Different Learners for Different Data

Let us start at the very beginning (a very good place to start). When you read you begin with A-B-C. When you mine, you begin with data.

Different kinds of data miners work best of different kinds of data. Such data may be viewed as tables of examples:

Tables have one column per feature and one row per example.
The columns may be numeric (have numbers) or symbolic (contain discrete values).
Also, some columns are goals (things we want to predict using the other columns).
Finally, columns may contain missing values.

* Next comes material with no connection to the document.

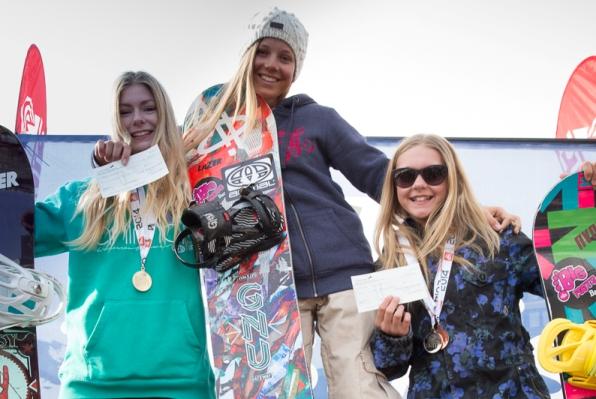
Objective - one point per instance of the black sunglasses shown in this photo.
(433, 175)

For example, in text mining, where there is one column per word and one row per document, the columns contain many missing values (since not all words appear in all documents) and there may be hundreds of thousands of columns.

While text mining applications can have many columns, Big Data applications can have any number of columns and millions to billions of rows.
For such very large datasets, a complete analysis may be impossible. Hence, these might be sampled probabilistically (e.g., using the naive Bayesian algorithm discussed below).

On the other hand,

when there are very few rows, data mining may fail since there are too few examples to support summarization.
For such sparse tables, k- nearest neighbors (kNN) may be best. kNN makes conclusions about new examples by looking at their neighborhood in the space of old examples. Hence, kNN only needs a few (or even only one) similar examples to make conclusions.

If a table has no goal columns, then this is an unsupervised learning problem that might be addressed by (say) finding clusters of similar rows using, say, K- means or expectation maximization.

An alternate approach, taken by the Apriori association rule learner, is to assume that every column is a goal and to look for what combinations of any values predict for any combination of any other.

If a table has one goal, then this is a supervised learning problem where the task is to find combinations of values from the other columns that predict for the goal values. Note that for datasets with one discrete goal feature, it is common to call that goal the class of the dataset.

For example, here is a table of data for a simple data mining problem:

outlook, temp,humid,wind,play
-----------------------------
sunny,    85,   85, FALSE,  no
sunny,    80,   90, TRUE,     no
overcast,   83, 86, FALSE,  yes
rainy,    70,   96, FALSE,  yes
rainy,    68,   80, FALSE,  yes
rainy,    65,   70, TRUE,     no
overcast,   64, 65, TRUE,     yes
sunny,    72,   95, FALSE,  no
sunny,    69,   70, FALSE,  yes
rainy,    75,   80, FALSE,  yes
sunny,    75,   70, TRUE,     yes
overcast,   72, 90, TRUE,     yes
overcast,   81, 75, FALSE,  yes
rainy,    71,   91, TRUE,     no

In this table, we are trying to predict for the goal of play?, given a record of the weather.

Each row is one example where we did or did not play golf (and the goal of data mining is to find what weather predicts for playing golf).

Note that temp and humidity are numeric columns and there are no missing values.

Such simple tables are characterized by just a few columns and not many rows (say, dozens to thousands).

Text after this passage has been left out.